For ACT 2017 to 2019

In [104]:
act17_columns_list = [
    'state',
    'act17_part',
    'act17_eng',
    'act17_math',
    'act17_read',
    'act17_sci',
    'act17_comp'
]

act18_columns_list = [
    'state',
    'act18_part',
    'act18_comp'
]

act19_columns_list = [
    'state',
    'act19_part',
    'act19_comp'
]


act17.columns = act17_columns_list
act18.columns = act18_columns_list
act19.columns = act19_columns_list

For SAT 2017 to 2019

In [105]:
sat17_columns_list = [
    'state',
    'sat17_part',
    'sat17_ebrw',
    'sat17_math',
    'sat17_total'
]

sat18_columns_list = [
    'state',
    'sat18_part',
    'sat18_ebrw',
    'sat18_math',
    'sat18_total'
]

sat19_columns_list = [
    'state',
    'sat19_part',
    'sat19_ebrw',
    'sat19_math',
    'sat19_total'
]


sat17.columns = sat17_columns_list
sat18.columns = sat18_columns_list
sat19.columns = sat19_columns_list

### 8. Clean and drop unnecesary rows if required.

For ACT 2017

In [106]:
#removal of national row from act17
act17.drop(act17[act17['state']=="National"].index, inplace=True)
#Reset and drop index
act17 = act17.reset_index(drop = True)

For ACT 2018

In [107]:
#Changing "District of columbia" to "District of Columbia"
act18['state'] = act18['state'].replace(['District of columbia'],'District of Columbia')

#Drop duplicates
act18 = act18.drop_duplicates()

#Reset index
act18 = act18.reset_index(drop = True)

For ACT 2019

In [108]:
#removal of national row from act19
act19.drop(act19[act19['state']=="National"].index, inplace=True)

#Reset index
act19 = act19.reset_index(drop = True)

For SAT 2019

In [109]:
sat19.reset_index(drop = True, inplace = True)

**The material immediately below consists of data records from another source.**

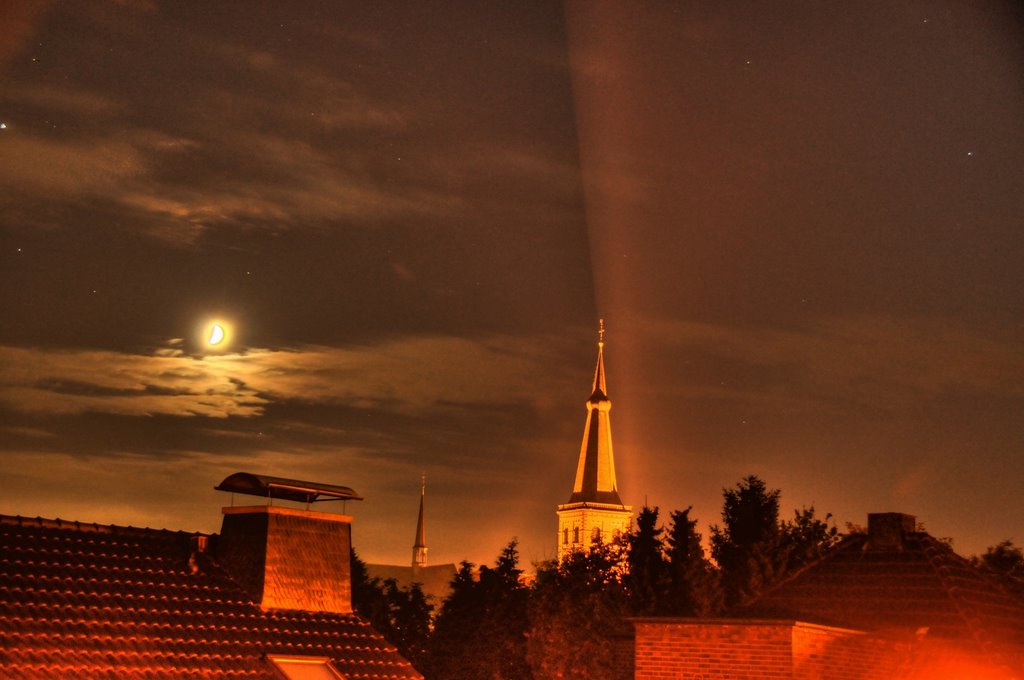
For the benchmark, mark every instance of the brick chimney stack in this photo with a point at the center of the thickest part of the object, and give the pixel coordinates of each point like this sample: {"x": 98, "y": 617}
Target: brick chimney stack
{"x": 289, "y": 559}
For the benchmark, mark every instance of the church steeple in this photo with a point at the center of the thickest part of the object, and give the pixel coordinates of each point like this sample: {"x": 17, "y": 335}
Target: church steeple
{"x": 595, "y": 511}
{"x": 595, "y": 480}
{"x": 420, "y": 545}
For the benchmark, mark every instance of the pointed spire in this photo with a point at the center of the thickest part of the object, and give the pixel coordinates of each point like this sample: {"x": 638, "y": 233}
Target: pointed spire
{"x": 600, "y": 390}
{"x": 420, "y": 546}
{"x": 595, "y": 480}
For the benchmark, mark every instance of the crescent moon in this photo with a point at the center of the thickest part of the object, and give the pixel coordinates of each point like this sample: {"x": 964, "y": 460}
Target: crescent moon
{"x": 216, "y": 334}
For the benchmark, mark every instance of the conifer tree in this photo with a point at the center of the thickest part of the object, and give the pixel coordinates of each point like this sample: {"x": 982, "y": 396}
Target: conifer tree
{"x": 745, "y": 547}
{"x": 647, "y": 568}
{"x": 578, "y": 615}
{"x": 693, "y": 588}
{"x": 480, "y": 630}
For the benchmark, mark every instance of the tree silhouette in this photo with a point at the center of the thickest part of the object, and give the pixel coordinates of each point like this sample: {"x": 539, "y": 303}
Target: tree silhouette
{"x": 647, "y": 578}
{"x": 578, "y": 615}
{"x": 480, "y": 631}
{"x": 747, "y": 546}
{"x": 693, "y": 588}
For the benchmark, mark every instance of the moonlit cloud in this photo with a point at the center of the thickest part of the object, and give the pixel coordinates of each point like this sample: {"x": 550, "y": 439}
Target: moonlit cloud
{"x": 415, "y": 376}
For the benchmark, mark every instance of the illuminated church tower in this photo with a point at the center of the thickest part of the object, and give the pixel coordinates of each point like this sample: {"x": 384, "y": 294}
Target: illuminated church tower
{"x": 420, "y": 545}
{"x": 594, "y": 512}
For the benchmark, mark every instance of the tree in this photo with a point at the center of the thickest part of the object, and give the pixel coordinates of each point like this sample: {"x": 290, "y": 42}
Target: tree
{"x": 747, "y": 546}
{"x": 400, "y": 614}
{"x": 806, "y": 539}
{"x": 578, "y": 614}
{"x": 409, "y": 621}
{"x": 1005, "y": 561}
{"x": 693, "y": 588}
{"x": 647, "y": 567}
{"x": 480, "y": 631}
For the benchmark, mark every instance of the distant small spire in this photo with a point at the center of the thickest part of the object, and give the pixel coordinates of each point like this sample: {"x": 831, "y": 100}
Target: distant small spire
{"x": 420, "y": 546}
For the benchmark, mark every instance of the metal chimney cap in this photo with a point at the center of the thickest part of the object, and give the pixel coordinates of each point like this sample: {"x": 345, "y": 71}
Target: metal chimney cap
{"x": 288, "y": 490}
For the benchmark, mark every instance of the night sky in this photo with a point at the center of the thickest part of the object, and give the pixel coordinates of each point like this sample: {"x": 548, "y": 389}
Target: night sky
{"x": 801, "y": 221}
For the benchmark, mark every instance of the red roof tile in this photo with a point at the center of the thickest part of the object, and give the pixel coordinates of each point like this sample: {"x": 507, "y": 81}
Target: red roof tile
{"x": 94, "y": 601}
{"x": 919, "y": 586}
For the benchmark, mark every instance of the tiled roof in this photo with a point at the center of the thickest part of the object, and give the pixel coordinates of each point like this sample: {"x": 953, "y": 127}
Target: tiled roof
{"x": 96, "y": 601}
{"x": 920, "y": 586}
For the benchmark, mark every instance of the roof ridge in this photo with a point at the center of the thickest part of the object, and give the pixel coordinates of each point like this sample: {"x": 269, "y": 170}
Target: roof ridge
{"x": 89, "y": 527}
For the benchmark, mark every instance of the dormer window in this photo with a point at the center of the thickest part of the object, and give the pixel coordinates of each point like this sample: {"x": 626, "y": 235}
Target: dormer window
{"x": 290, "y": 667}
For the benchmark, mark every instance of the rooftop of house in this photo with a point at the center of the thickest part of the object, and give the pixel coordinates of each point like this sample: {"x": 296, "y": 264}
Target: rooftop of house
{"x": 900, "y": 580}
{"x": 102, "y": 601}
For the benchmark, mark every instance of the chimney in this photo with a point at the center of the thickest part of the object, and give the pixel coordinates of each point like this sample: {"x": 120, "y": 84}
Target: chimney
{"x": 288, "y": 558}
{"x": 887, "y": 529}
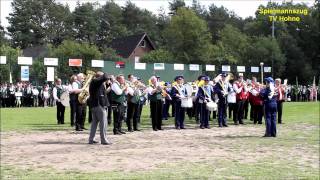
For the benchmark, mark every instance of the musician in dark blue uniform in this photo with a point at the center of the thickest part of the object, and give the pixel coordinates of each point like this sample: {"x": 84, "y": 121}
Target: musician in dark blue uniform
{"x": 204, "y": 95}
{"x": 270, "y": 105}
{"x": 178, "y": 91}
{"x": 221, "y": 89}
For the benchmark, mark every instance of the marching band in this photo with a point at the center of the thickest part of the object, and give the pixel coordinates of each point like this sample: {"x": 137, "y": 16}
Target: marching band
{"x": 199, "y": 99}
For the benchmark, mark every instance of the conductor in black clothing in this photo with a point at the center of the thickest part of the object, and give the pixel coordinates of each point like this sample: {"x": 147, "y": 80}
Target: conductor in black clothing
{"x": 99, "y": 103}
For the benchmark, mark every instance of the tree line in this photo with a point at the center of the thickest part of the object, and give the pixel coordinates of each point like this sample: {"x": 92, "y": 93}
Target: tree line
{"x": 186, "y": 34}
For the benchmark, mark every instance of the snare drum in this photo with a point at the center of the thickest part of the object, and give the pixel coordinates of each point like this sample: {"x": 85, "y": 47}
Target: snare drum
{"x": 64, "y": 98}
{"x": 186, "y": 102}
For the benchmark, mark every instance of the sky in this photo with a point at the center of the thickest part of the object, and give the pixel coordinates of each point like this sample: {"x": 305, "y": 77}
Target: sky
{"x": 243, "y": 8}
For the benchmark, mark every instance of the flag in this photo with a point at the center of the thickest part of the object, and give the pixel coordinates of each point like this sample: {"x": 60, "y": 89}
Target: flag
{"x": 313, "y": 94}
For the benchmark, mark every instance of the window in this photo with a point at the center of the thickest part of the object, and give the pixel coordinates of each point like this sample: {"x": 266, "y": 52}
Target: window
{"x": 136, "y": 59}
{"x": 143, "y": 43}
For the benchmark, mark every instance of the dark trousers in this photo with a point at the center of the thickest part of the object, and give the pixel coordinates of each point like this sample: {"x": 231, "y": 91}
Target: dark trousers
{"x": 196, "y": 107}
{"x": 222, "y": 113}
{"x": 73, "y": 110}
{"x": 60, "y": 113}
{"x": 172, "y": 109}
{"x": 204, "y": 115}
{"x": 179, "y": 116}
{"x": 251, "y": 111}
{"x": 257, "y": 111}
{"x": 80, "y": 115}
{"x": 240, "y": 109}
{"x": 214, "y": 114}
{"x": 246, "y": 109}
{"x": 12, "y": 100}
{"x": 166, "y": 106}
{"x": 279, "y": 109}
{"x": 137, "y": 115}
{"x": 89, "y": 115}
{"x": 131, "y": 121}
{"x": 271, "y": 119}
{"x": 156, "y": 114}
{"x": 118, "y": 116}
{"x": 109, "y": 110}
{"x": 232, "y": 107}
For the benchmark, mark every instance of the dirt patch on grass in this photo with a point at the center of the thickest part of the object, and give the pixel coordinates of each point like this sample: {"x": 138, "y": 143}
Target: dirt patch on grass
{"x": 145, "y": 150}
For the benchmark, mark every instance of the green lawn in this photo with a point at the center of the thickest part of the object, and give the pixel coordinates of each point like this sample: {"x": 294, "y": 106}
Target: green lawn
{"x": 301, "y": 130}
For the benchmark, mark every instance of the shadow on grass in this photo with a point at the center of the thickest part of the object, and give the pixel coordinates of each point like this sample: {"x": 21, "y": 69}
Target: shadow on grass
{"x": 62, "y": 142}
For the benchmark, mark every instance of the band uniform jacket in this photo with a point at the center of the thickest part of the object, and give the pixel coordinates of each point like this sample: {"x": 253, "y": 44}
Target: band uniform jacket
{"x": 98, "y": 94}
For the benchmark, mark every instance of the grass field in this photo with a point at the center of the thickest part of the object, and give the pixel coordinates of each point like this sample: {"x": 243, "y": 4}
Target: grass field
{"x": 236, "y": 152}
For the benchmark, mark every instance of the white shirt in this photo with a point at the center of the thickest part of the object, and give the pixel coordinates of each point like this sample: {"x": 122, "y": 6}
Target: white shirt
{"x": 232, "y": 96}
{"x": 116, "y": 89}
{"x": 35, "y": 92}
{"x": 150, "y": 89}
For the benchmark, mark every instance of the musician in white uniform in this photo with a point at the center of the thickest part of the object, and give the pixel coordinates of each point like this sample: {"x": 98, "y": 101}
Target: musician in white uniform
{"x": 57, "y": 91}
{"x": 178, "y": 91}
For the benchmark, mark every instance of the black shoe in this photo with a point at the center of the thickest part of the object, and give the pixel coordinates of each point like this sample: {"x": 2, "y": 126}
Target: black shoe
{"x": 116, "y": 133}
{"x": 93, "y": 142}
{"x": 106, "y": 143}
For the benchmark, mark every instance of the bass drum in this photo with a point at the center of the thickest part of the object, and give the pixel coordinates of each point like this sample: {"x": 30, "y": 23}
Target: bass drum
{"x": 64, "y": 98}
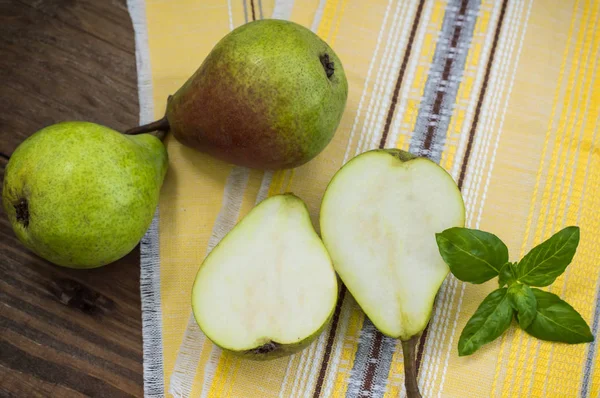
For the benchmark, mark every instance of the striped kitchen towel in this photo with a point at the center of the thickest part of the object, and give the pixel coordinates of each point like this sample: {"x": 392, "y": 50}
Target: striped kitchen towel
{"x": 503, "y": 94}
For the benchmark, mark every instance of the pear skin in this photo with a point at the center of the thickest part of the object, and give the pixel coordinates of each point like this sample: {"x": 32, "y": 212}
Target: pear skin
{"x": 82, "y": 195}
{"x": 270, "y": 95}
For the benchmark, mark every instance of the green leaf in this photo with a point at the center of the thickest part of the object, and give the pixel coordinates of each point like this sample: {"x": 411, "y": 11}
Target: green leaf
{"x": 523, "y": 301}
{"x": 472, "y": 255}
{"x": 556, "y": 320}
{"x": 490, "y": 320}
{"x": 508, "y": 274}
{"x": 545, "y": 262}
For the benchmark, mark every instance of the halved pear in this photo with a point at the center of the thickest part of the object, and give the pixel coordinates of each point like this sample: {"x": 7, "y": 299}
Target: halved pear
{"x": 268, "y": 288}
{"x": 378, "y": 221}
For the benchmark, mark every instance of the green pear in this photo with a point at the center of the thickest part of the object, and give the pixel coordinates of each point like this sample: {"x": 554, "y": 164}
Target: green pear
{"x": 268, "y": 288}
{"x": 270, "y": 95}
{"x": 379, "y": 217}
{"x": 82, "y": 195}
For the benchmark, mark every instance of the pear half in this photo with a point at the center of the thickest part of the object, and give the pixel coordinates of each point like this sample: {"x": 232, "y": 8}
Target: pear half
{"x": 378, "y": 221}
{"x": 268, "y": 288}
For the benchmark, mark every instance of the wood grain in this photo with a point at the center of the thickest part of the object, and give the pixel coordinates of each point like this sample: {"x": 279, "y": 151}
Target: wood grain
{"x": 66, "y": 333}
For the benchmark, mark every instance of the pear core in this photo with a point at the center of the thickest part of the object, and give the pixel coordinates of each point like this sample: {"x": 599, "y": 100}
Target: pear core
{"x": 268, "y": 288}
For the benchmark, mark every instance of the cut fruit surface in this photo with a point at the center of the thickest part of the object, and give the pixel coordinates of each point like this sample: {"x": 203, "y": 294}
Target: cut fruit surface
{"x": 268, "y": 288}
{"x": 378, "y": 221}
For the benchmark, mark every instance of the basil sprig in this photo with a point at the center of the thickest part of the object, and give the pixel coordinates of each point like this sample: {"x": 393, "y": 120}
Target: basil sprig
{"x": 477, "y": 256}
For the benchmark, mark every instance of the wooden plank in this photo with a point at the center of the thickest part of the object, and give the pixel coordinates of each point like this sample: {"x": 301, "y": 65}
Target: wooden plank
{"x": 77, "y": 75}
{"x": 63, "y": 332}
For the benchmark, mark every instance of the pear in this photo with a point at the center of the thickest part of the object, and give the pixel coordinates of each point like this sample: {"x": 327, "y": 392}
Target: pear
{"x": 269, "y": 95}
{"x": 82, "y": 195}
{"x": 379, "y": 216}
{"x": 268, "y": 288}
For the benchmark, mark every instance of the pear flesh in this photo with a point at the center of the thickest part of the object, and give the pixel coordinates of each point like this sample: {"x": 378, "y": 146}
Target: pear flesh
{"x": 378, "y": 221}
{"x": 268, "y": 288}
{"x": 82, "y": 195}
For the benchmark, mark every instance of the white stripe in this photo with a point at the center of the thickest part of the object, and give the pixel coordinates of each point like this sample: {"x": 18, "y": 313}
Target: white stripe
{"x": 192, "y": 345}
{"x": 347, "y": 306}
{"x": 385, "y": 80}
{"x": 283, "y": 9}
{"x": 513, "y": 29}
{"x": 366, "y": 85}
{"x": 450, "y": 285}
{"x": 149, "y": 255}
{"x": 410, "y": 75}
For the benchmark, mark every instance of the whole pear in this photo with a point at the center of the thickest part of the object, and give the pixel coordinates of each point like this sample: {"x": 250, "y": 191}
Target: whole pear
{"x": 82, "y": 195}
{"x": 270, "y": 95}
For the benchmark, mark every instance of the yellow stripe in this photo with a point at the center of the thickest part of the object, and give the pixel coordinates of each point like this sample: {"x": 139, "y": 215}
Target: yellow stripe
{"x": 509, "y": 344}
{"x": 520, "y": 357}
{"x": 555, "y": 211}
{"x": 281, "y": 182}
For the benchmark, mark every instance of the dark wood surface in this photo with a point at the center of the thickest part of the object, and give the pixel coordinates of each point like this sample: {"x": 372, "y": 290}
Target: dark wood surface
{"x": 66, "y": 333}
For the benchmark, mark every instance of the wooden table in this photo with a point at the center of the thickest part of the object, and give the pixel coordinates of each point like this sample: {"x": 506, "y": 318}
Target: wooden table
{"x": 66, "y": 333}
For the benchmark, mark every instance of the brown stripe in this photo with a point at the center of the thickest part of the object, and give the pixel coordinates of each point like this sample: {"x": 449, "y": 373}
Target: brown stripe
{"x": 252, "y": 7}
{"x": 390, "y": 115}
{"x": 471, "y": 137}
{"x": 329, "y": 346}
{"x": 372, "y": 361}
{"x": 439, "y": 97}
{"x": 486, "y": 79}
{"x": 336, "y": 315}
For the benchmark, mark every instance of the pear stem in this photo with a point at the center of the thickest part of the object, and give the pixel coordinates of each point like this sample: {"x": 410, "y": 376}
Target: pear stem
{"x": 159, "y": 125}
{"x": 409, "y": 351}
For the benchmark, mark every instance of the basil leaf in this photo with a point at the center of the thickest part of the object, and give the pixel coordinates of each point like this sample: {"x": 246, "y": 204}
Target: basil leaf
{"x": 490, "y": 320}
{"x": 472, "y": 255}
{"x": 508, "y": 275}
{"x": 545, "y": 262}
{"x": 556, "y": 320}
{"x": 523, "y": 301}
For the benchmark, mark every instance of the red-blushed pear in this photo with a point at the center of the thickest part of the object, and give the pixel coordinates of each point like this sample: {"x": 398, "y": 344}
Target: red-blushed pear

### 9. Merge dataframes that can be  merged

In [110]:
"""
Merge the following dataset by Years and a Combined dataset
- SAT 2017,2018,2019
- ACT 2017,2018,2019
"""

sat_act_17 = sat17.merge(act17, how = "outer", on = "state")
sat_act_18 = sat18.merge(act18, how = "outer", on = "state")
sat_act_19 = sat19.merge(act19, how = "outer", on = "state")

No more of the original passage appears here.